House Panel Approves Bill For National Manufacturing Strategy
July 21, 2010
By Shayndi Raice
WASHINGTON -(Dow Jones)- A House panel approved legislation Wednesday that would require the president to create a four-year national manufacturing strategy to advance the country's interests in the global economy.
Rep. Daniel Lipinski (D., Ill.), the bill's sponsor, said the legislation is " the best way to help move manufacturing forward in our country."
In 2009, the manufacturing sector employed 11.5 million people, down from 17.3 million people 10 years earlier, according to Rep. Bobby Rush (D., Ill.), chairman of the subcommittee on commerce, trade and consumer protection.
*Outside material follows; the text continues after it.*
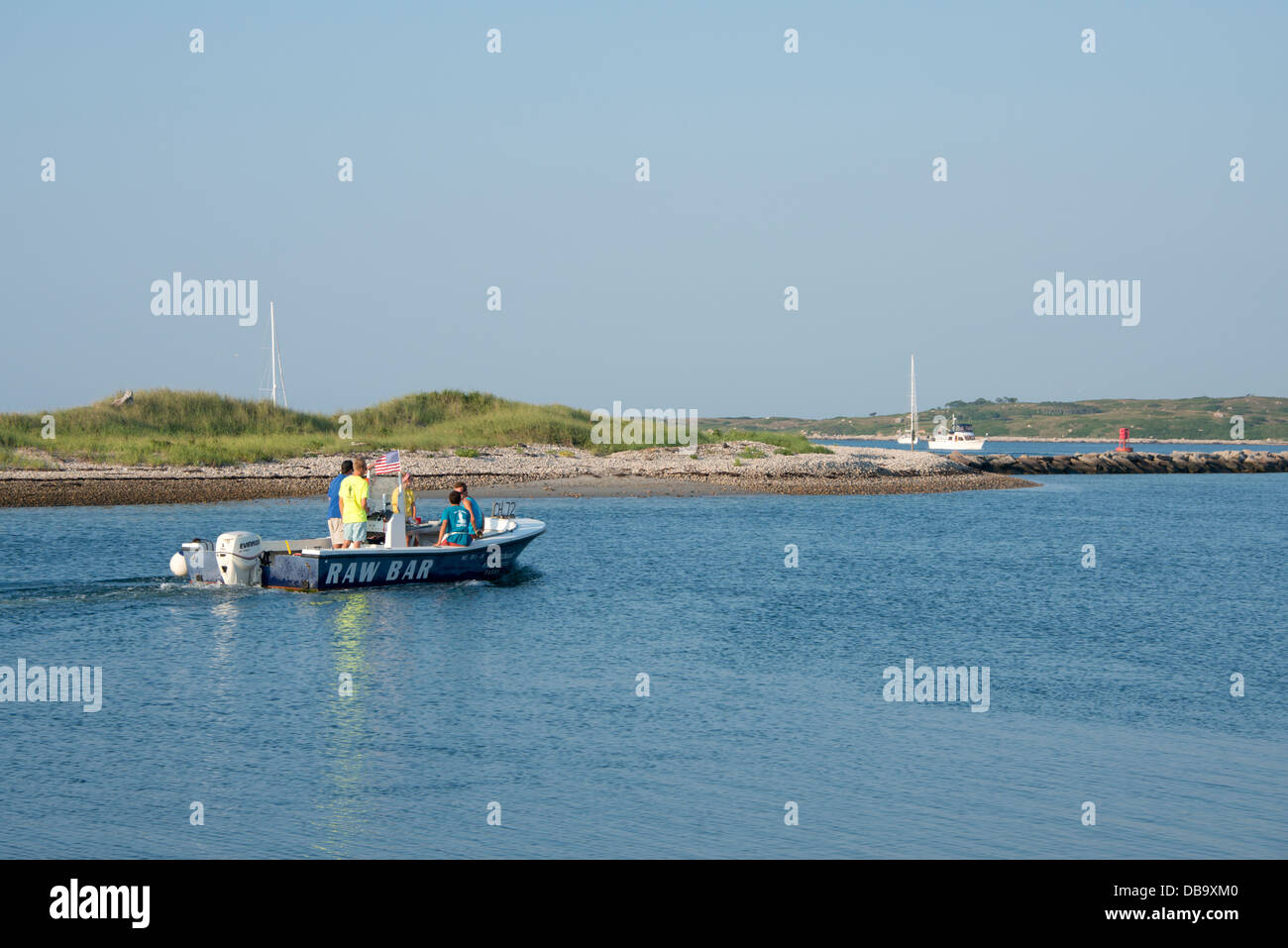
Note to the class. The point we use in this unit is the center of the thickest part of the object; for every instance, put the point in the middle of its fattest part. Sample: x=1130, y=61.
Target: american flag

The manufacturing act would require the president to conduct a comprehensive analysis of the country's manufacturing sector. The analysis would be carried out by a board made up of federal officials, two state governors from each party and nine private sector leaders that would submit its recommendations to him. The results would yield a four-year strategy that would include long- and short- term goals for the country's manufacturing businesses. The national strategy would be reported to Congress and made available to the public.
"It's a welcome step forward and we hope that it is the first of many initiatives that congress will pass to support manufacturing before the end of year," said Scott Paul, executive director for the Alliance for American Manufacturing.
Lipisnki said he hopes to have a House vote on the bill before the end of next week and expects to receive bipartisan support. Rep. Ed Whitfield (R., Ky.), the top Republican on the committee, said that he intends to vote in favor of the legislation.
But Kevin A. Hassett of the conservative American Enterprise Institute called the legislation indefensible, and said "the bill is just another pay-off by the Democrats of organized labor."
"There's been a long-term decline in manufacturing in the U.S.," he added. " Assembling a task force and charging them with reversing the trend is to deny progress."
The Obama administration has yet to take a formal position on the legislation. Aneesh Chopra, chief technology officer and associate director of the White House's Office of Science and Technology Policy, said in a hearing on July 14 that he wouldn't comment on the administration's view on the legislation. He did say, however, that, "the administration envisions an economy in which jobs are more plentiful, American firms are more competitive, American manufacturing is robust and exports of high-tech products and services far exceed imports."
Both Lipinski and Paul said they were unconcerned that the administration has not yet formally supported the bill. "I think [the legislation] meshes very nicely with their goals of revitalizing manufacturing," said Paul.
Lipinski added that if the House passes the legislation he intends to formally ask the administration for its support as the bill moves to the Senate.